Best known for his interviews in the Sunday Telegraph, Nigel Farndale is a British author and journalist. Farndale went to Barnard Castle School before receiving a master’s degree in philosophy from Durham University. On top of his work for the Sunday Telegraph, Farndale contributes articles to the Sunday Times, Country Life, and Spectator. Of his five published books, Haw-Haw: The Tragedy of William and Margaret Joyce was shortlisted for both the 2005 Whitbread Prize and James Tait Black Memorial Prize. Additionally, The Blasphemer was shortlisted for the 2010 Costa Novel Award. Farndale lives between Hampshire and Sussex with his wife and three sons.
The Lifeboat
The lifeboat example, a classical Philosophy 101 illustration, depicts a scenario in which you reside safely in a lifeboat surrounded by a sea of drowning passengers. While the hope of you – the lone lifeboat resident – is to save as many as possible, only one more person can safely board. Amongst the drowning treads your spouse, a brilliant physicist, and a poor child. Who should you save?
Daniel Kennedy – a zoologist, Dawkinsian atheist, and protagonist of The Blasphemer – would first choose to save himself. As a downed seaplane off the Galapagos Islands fills with water, he swims past his struggling, common-law wife, Nancy, in order to reach the surface. Although Daniel fills his lungs with air in order to swim back down to the sinking wreckage in order to save Nancy, the psychological damage is done.
Later, while Daniel attempts to swim approximately 14 miles to the Galapagos Islands hoping to find help for his fellow survivors, he is compelled forward by a vision of a man, an apparition, or more logically a hallucination.
Fight, Flight, and Faith
Farndale’s book discusses weighty subjects. Following Daniel’s great-grandfather, Andrew Kennedy, through the First Great War and detailing Daniel’s detective-natured father, Philip, the Blasphemer narrates three familial generations through war, terrorism, and foundational belief.
In between the tensions of modern science and ancient religious tradition, Farndale crafts his characters:
“Perhaps you are right. Perhaps that is why God makes angels, immaterial beings whose identity resides in the world of thought. The unseen world. The abstract world. They are creatures that can’t be explained away by scientists.”
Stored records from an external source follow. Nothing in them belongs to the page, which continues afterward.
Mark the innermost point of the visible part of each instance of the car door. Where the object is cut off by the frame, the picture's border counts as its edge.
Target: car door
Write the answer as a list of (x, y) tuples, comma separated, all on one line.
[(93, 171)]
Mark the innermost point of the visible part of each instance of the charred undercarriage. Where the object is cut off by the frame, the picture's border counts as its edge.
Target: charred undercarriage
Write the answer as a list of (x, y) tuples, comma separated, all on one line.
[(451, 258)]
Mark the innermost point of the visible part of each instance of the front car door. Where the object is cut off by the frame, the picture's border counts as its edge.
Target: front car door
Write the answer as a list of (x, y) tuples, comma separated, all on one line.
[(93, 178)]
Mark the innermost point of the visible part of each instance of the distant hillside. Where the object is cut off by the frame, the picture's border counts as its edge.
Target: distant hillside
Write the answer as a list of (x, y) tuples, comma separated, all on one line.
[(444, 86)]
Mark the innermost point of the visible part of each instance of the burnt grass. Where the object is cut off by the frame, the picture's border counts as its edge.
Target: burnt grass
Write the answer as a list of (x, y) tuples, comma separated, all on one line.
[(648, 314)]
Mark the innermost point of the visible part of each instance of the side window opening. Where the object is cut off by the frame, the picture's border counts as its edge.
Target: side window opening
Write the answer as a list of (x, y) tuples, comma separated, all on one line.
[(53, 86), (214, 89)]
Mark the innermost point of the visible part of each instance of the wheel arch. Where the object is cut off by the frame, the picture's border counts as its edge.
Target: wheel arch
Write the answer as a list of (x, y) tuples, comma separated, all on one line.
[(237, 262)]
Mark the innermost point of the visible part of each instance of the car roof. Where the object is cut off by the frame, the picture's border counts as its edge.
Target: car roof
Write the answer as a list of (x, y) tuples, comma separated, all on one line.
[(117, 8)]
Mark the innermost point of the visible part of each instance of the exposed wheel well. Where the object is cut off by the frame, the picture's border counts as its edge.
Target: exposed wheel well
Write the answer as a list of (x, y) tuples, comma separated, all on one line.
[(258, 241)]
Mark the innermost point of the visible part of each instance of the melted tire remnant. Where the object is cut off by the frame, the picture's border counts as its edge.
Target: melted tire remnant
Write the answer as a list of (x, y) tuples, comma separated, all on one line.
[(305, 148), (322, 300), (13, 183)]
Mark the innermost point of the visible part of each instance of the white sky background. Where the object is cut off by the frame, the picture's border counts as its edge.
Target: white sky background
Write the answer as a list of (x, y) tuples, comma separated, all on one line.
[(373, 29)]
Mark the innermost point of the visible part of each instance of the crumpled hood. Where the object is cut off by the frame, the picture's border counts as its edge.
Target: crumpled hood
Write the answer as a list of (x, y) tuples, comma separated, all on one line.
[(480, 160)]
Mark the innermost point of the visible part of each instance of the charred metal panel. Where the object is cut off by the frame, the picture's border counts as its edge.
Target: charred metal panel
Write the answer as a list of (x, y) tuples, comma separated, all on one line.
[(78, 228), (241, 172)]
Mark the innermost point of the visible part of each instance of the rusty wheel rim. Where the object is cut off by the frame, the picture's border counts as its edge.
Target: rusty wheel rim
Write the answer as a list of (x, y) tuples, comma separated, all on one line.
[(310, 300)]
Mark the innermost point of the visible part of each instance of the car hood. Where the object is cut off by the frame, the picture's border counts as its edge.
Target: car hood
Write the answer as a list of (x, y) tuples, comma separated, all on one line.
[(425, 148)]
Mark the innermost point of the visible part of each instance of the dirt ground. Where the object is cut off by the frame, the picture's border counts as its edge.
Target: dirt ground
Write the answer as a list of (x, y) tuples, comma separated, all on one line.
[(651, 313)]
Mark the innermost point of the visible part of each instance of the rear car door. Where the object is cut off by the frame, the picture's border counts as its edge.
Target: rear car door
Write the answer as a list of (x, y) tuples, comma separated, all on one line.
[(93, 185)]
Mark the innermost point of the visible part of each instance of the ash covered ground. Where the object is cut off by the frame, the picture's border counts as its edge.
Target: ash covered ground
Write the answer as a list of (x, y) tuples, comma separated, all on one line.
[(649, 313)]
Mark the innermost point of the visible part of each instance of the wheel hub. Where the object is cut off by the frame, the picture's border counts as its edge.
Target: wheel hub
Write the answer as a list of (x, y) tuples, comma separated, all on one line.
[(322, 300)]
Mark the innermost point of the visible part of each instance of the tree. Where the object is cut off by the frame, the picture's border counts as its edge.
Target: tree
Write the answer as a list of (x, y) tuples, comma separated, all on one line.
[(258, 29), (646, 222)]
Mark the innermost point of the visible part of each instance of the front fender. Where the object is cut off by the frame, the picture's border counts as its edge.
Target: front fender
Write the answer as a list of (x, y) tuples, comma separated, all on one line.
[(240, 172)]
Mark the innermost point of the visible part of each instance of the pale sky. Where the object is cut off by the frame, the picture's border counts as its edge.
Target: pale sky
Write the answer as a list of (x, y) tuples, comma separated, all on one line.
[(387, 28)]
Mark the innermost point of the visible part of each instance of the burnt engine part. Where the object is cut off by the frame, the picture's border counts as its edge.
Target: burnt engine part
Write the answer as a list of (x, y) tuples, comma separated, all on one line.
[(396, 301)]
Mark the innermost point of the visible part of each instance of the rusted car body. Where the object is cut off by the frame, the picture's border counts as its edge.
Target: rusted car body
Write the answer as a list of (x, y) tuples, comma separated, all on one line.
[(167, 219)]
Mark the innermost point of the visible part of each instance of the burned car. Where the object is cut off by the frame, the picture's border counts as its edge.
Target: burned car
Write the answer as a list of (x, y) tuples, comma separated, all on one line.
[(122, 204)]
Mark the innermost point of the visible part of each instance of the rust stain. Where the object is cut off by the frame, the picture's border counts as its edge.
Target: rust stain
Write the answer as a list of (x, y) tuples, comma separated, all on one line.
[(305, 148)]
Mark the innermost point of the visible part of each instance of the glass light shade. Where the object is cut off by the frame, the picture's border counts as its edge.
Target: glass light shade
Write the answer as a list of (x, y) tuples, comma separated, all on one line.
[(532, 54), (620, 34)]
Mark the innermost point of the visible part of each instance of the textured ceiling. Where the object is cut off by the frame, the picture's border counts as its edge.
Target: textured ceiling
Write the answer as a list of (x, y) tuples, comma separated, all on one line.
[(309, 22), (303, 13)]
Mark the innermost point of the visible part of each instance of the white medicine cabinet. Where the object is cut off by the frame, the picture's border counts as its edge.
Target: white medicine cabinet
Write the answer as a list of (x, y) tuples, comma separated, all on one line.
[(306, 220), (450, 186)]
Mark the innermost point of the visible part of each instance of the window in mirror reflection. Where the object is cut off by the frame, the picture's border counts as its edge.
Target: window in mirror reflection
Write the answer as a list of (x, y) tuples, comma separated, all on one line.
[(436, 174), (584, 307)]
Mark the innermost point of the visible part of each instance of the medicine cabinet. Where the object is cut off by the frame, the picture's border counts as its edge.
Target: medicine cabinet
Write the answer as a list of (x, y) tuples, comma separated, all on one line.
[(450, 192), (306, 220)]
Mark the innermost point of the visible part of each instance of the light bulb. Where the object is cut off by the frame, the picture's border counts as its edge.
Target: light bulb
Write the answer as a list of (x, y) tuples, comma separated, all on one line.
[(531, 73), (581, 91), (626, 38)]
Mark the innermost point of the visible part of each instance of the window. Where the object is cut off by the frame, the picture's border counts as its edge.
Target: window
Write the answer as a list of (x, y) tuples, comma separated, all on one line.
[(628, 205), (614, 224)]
“Thought you sad men make angels.”
“No. I said that Darwin said that men make angels.”
“So you do believe in them?”
“They have been described as the most beautiful conceit in mortal wit, and I would go along with that” (177).
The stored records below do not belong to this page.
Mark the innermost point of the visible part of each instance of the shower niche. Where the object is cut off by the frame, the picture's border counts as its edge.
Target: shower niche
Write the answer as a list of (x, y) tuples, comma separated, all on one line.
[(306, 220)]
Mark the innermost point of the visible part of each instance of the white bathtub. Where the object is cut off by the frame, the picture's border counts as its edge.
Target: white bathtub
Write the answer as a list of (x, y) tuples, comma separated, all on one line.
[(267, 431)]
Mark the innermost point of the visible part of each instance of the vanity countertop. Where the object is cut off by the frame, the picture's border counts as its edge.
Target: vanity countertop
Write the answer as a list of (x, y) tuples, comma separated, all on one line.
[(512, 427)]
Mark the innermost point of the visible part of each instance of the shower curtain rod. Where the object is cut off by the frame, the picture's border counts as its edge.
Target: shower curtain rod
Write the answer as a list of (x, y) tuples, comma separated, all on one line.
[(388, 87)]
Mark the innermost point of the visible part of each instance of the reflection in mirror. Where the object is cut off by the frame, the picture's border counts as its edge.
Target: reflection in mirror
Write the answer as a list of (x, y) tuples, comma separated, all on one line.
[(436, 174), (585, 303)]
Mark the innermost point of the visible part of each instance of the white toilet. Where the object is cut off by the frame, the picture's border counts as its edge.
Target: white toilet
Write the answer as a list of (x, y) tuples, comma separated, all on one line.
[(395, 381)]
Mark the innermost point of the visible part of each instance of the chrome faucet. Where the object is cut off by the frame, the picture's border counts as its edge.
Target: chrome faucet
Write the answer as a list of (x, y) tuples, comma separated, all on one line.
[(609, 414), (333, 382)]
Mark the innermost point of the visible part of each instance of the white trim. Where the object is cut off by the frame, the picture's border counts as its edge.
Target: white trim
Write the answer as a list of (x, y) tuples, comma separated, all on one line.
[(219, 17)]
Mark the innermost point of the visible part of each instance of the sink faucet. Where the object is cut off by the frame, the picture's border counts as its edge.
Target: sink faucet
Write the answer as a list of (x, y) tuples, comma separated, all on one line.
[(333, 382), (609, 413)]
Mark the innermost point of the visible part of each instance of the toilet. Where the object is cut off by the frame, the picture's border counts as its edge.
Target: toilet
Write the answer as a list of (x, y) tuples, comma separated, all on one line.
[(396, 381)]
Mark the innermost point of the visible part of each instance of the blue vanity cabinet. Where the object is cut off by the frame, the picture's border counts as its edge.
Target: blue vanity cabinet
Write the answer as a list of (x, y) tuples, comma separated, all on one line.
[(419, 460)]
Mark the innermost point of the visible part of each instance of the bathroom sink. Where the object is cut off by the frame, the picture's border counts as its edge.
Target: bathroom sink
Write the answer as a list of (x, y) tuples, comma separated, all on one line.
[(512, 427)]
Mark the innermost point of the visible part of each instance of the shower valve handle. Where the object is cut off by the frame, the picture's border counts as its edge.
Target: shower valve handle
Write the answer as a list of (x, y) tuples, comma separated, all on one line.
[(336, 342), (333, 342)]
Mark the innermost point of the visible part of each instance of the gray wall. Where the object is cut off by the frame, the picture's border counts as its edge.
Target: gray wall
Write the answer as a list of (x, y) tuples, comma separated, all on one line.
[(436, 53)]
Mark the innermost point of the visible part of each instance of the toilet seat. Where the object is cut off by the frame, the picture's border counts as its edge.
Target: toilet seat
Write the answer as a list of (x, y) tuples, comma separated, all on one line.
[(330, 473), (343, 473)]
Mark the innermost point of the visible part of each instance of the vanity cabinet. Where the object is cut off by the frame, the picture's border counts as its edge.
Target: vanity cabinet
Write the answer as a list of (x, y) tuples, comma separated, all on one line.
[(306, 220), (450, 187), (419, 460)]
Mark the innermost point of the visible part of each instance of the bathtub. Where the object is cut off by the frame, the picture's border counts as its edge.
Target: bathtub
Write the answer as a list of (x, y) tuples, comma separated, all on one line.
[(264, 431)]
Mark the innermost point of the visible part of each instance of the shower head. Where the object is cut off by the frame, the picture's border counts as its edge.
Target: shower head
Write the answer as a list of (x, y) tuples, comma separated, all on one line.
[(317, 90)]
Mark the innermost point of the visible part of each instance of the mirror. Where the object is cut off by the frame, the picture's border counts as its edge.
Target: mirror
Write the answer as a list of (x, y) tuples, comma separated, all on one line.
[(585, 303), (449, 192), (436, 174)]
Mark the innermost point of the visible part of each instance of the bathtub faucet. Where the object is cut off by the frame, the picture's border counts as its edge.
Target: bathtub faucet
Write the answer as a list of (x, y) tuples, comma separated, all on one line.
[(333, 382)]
Although the tome begins slowly, the story compellingly unfolds into a page turner. Farndale’s characters provide depth in the storyline and the motifs from each era unite nicely.
Foundational Faith
Ultimately, the Blasphemer is a cinematic story surrounding belief. While some create a dichotomy between faith and reason, Farndale suggests that faith is a necessary aspect of reason. When placed in stressful and life-threatening situations, humans react in different ways. Some safe themselves, some save the most talented, and other are self-sacrificial. In all of these instances, actions exist on a foundation of faith. As one of the better books read last year, I recommend this book.